February’s job creation figures released by the Bureau of Labor Statistics Friday underline the continuing pathetic state of the American job market.
New jobs for the month numbered a middling 175,000, but the three-month average including January and normally vigorous December activity was a pale 121,000. The unemployment rate was 6.7 percent, masking a 203,000-person increase in long-term joblessness among Americans, a number now standing at 3.8 million. Wild-eyed optimists, perhaps seeking to jack up the stock market, proposed that the February figure would have been higher if the weather had been better in part of the country.
It is clear that drastic action needs to be taken if the situation of high unemployment, lowering quality of jobs and low, stagnant pay is no longer to persist in an economy that has been in recession since 2008.
President Barack Obama’s cheerleading on the subject, or Democratic efforts to blame it on the Republicans, or vice versa, should be of no satisfaction to Americans.

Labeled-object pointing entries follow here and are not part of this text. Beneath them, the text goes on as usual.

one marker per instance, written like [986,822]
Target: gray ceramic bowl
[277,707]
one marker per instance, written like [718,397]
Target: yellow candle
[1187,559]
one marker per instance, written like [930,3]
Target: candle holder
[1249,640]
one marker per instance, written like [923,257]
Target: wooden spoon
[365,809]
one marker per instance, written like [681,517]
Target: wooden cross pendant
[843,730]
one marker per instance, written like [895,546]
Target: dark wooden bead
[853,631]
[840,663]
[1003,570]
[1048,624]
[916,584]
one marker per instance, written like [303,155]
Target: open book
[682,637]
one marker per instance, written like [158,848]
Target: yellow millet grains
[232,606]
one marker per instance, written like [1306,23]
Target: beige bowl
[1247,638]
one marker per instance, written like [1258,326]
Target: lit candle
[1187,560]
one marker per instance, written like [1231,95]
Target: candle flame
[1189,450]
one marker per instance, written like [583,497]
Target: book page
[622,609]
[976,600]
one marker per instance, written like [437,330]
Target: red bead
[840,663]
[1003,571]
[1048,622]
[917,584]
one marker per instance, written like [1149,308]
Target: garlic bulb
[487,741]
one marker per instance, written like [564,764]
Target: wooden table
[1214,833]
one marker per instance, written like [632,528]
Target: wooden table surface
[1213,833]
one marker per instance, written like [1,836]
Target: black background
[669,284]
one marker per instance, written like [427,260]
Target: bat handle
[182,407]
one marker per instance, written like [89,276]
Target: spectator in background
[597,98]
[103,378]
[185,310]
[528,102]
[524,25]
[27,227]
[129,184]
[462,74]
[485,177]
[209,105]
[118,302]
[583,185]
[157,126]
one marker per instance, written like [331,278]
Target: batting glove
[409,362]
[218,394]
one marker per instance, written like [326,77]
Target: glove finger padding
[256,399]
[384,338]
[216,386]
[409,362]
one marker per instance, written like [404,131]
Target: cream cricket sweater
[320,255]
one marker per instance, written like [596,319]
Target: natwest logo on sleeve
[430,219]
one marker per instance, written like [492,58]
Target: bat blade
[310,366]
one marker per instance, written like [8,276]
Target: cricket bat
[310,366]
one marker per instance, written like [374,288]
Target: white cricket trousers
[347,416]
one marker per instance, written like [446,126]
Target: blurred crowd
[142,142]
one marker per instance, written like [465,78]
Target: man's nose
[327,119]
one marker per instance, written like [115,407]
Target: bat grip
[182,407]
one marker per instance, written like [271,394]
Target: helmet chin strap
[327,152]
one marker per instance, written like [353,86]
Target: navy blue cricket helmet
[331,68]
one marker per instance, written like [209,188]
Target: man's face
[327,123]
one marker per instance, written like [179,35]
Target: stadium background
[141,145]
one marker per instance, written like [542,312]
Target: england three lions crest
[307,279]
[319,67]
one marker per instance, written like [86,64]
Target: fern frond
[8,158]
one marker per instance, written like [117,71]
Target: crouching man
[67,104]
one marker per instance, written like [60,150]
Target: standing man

Whether the Federal Reserve Bank continues to hand lollipops or tapers them, in the form of quantitative easing to America’s banks to fatten their uninvested reserves or to increase the bonuses they pay the rich people who run them is also of no major interest to Americans who want to work, or who want to be paid a living wage for the work they do.
These latest job figures support a contention that serious action needs to be taken by federal and state leaders and legislatures to tackle the problem. The fact that many of them will be busy this year pursuing money from the non-job-creators to finance their reelections serves as a clear message to taxpayers to turn them out of office in the primaries and in November, based on their far-inadequate performance in the face of an employment crisis.